Both sides represented heavily in packed City Council chambers

By DANI DODGE

ASHLAND -- Ashland will become the first city in the state to recognize gay and lesbian couples, by allowing them to register with the city as domestic partners.

"This celebrates so many loving couples who have not had society recognize their commitment," said Rev. Patt Herdklotz of the Rogue Valley Unitarian Universalist Fellowship. "Any way you honor people's loving relationships is very helpful."

With Councilman Cameron Hanson in dissent, the City Council agreed to begin registering same-sex couples as domestic partners. Each couple will pay $25 and can choose to have their union recorded, publicly or privately. The move came after a request two weeks ago by the Lesbian, Gay, Bisexual & Transgender Political Caucus of Southern Oregon.

Under Oregon law, a same-sex couple cannot marry. Advocates for the registry say it will allow gay and lesbian couples to gain visitation rights at hospitals and take advantage of family benefits offered by businesses. On a personal level, it acknowledges the relationships and establishes Ashland as a "diversity-conscious community."

Around the country, more than 30 cities and counties register domestic partners. The portion of the proposed resolution that would have allowed heterosexual couples also to register, though, was taken out of the resolution at the request of Councilman Don Laws.

"Anything that weakens marriage is a bad idea," Laws said. "But people of the same sex cannot marry, so I would like to limit it to people of the same sex."

Hanson formally objected when discussion began on the registry issue, then voted no when a vote was called. He angrily drummed his fingers on the dais while the registry became law.

"The city has no business sanctifying same-sex marriages," he said.

Hanson was not alone with his opinion in the standing-room-only council chambers. Several people spoke against the measure, including Dan Prince, a minister of a nondenominational home-based church. He said the resolution undermines marriage and therefore undermines society.

"The greatest form of human commitment is the lifelong commitment acknowledged throughout history as the foundation of a self-renewing society -- the covenant of marriage," Prince said. "No caring society can long survive without this covenant being central to its culture. To weaken this greatest form of human commitment is to weaken all other healthy forms; wound the vine and you harm the branches."

He said a domestic partnership program "is an attempt to build a culture that secures the benefits of a long-term relationship without the commitment, responsibilities, accountability and perseverance of the same."

And John Dezell, a retired Central Point attorney, said Ashland council members were acting outside their jurisdiction: Marriage is the responsibility of the state, and recording documents is the jurisdiction of the county.

"Don't you have enough to do as council members with water and fixing streets?" he asked. "You are digging your political graves ... Most people in this city and county believe marriage is sacred."

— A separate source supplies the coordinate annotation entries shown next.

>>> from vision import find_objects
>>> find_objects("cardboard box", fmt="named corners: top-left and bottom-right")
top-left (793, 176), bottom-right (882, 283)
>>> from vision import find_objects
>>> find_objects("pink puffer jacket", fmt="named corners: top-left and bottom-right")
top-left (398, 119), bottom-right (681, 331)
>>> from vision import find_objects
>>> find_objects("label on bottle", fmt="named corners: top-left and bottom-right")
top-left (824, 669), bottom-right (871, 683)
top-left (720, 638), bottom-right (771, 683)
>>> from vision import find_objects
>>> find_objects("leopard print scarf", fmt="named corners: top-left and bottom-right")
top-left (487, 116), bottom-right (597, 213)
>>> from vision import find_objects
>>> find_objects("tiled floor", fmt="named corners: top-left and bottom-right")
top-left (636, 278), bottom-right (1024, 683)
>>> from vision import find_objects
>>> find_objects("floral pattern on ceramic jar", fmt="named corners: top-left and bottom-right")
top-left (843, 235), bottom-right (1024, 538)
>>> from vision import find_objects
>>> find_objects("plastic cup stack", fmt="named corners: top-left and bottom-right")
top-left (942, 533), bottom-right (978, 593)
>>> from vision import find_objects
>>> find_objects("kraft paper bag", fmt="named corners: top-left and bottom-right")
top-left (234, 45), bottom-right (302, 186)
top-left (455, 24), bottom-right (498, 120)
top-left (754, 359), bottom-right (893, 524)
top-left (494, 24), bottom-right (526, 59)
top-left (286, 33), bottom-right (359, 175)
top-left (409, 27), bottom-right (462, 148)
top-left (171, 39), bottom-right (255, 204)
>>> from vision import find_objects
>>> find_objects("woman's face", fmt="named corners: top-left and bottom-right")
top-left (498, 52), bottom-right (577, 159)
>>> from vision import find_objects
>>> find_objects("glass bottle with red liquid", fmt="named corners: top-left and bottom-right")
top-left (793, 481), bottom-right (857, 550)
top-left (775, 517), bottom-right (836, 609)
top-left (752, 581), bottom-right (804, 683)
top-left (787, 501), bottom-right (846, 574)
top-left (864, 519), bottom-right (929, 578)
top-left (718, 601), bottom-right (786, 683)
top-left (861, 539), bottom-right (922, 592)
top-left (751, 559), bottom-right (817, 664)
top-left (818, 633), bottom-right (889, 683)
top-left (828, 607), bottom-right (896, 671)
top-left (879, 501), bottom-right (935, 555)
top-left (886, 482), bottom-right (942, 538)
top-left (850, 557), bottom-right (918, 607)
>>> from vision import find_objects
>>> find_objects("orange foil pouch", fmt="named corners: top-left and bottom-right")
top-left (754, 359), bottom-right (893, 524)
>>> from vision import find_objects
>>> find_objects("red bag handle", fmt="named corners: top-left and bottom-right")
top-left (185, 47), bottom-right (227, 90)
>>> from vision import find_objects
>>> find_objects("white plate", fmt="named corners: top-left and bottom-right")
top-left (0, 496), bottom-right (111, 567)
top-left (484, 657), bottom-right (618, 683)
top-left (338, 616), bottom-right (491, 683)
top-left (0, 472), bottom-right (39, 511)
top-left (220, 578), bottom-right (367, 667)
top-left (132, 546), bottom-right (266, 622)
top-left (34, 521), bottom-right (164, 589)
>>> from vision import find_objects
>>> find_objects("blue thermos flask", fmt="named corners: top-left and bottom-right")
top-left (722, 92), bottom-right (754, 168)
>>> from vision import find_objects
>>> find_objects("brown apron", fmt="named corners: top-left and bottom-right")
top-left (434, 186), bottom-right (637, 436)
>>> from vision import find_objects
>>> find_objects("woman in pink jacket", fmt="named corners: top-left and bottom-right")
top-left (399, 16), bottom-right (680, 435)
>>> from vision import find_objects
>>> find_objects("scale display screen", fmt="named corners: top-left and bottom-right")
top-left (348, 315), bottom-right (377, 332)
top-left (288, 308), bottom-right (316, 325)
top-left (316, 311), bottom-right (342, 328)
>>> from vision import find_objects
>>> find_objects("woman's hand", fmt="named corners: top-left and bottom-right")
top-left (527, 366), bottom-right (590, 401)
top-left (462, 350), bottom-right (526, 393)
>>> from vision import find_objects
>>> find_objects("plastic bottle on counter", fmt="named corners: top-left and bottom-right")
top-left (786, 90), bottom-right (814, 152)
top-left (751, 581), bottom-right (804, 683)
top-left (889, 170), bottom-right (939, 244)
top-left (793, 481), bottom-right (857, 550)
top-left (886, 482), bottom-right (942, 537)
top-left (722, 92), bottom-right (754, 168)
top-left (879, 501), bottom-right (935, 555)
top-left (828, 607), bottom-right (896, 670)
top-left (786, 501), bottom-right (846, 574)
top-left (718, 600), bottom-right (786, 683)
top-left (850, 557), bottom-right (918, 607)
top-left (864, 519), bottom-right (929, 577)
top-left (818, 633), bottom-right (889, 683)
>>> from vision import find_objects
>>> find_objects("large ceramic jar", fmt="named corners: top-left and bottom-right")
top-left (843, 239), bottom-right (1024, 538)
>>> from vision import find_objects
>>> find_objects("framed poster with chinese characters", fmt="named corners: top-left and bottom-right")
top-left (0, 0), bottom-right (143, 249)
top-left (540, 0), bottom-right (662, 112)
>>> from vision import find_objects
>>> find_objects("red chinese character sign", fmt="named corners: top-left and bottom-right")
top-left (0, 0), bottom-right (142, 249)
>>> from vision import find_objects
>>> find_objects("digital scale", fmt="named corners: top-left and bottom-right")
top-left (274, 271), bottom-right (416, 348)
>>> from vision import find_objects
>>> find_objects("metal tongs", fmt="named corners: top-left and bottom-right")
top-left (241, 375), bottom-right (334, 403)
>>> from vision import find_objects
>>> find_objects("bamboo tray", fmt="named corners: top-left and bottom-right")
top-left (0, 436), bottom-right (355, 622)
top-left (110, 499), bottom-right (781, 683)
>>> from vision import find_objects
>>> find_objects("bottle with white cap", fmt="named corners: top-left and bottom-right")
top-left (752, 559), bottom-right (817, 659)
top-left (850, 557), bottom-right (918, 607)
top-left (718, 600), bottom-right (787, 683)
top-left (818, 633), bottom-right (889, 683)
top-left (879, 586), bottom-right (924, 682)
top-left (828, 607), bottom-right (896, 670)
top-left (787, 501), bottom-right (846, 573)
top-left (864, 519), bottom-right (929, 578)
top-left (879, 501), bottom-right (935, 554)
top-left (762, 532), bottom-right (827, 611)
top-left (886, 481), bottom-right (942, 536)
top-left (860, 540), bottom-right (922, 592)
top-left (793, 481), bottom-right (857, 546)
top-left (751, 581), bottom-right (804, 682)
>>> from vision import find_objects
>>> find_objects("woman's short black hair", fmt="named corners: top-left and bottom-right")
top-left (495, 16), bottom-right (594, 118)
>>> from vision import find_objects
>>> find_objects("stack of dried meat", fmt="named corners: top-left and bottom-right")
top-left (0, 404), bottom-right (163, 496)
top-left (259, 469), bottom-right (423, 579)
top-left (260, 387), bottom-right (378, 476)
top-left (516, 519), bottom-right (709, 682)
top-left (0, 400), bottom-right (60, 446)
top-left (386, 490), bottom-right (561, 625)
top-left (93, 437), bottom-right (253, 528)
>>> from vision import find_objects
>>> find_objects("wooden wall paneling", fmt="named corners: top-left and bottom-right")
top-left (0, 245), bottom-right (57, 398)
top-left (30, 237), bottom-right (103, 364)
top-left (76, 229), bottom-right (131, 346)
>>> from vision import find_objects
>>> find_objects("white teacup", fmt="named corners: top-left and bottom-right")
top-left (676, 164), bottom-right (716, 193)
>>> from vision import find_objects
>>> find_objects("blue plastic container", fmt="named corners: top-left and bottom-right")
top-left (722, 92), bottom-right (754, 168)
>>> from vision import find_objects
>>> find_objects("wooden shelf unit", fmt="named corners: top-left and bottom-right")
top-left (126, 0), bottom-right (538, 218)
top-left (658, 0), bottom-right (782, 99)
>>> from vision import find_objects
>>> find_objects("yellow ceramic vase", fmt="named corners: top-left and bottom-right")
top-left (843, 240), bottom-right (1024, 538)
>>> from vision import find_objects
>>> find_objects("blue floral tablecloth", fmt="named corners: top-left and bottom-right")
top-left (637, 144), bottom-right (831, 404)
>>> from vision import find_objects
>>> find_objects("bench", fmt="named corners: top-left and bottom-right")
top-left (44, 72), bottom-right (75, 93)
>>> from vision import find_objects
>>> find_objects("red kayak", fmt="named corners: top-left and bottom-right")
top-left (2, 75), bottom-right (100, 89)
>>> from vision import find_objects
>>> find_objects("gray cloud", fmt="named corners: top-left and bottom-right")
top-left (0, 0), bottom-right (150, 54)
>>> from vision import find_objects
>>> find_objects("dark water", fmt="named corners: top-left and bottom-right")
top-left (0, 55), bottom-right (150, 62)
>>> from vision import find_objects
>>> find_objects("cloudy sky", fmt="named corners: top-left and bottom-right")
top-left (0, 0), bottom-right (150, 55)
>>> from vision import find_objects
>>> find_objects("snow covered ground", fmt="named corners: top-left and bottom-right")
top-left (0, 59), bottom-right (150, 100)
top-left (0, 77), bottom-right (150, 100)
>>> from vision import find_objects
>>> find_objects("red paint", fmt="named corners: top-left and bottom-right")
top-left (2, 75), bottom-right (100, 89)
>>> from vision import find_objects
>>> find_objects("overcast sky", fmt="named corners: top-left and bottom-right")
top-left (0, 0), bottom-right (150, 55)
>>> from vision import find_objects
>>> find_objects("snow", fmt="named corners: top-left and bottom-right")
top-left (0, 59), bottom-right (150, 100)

But a large contingent of the audience clapped and cheered when the resolution passed. One Ashland man joyously said he and his partner of 21 years planned to register as a couple with the city as soon as the procedure is in place. Minister Alice Knotts, who is establishing a United Methodist Church in the Phoenix-Talent area, said the resolution won't tear apart the community, just the opposite.

"A domestic registry indicates people are making promises to care for each other," she said. "And I would think that strengthens the community."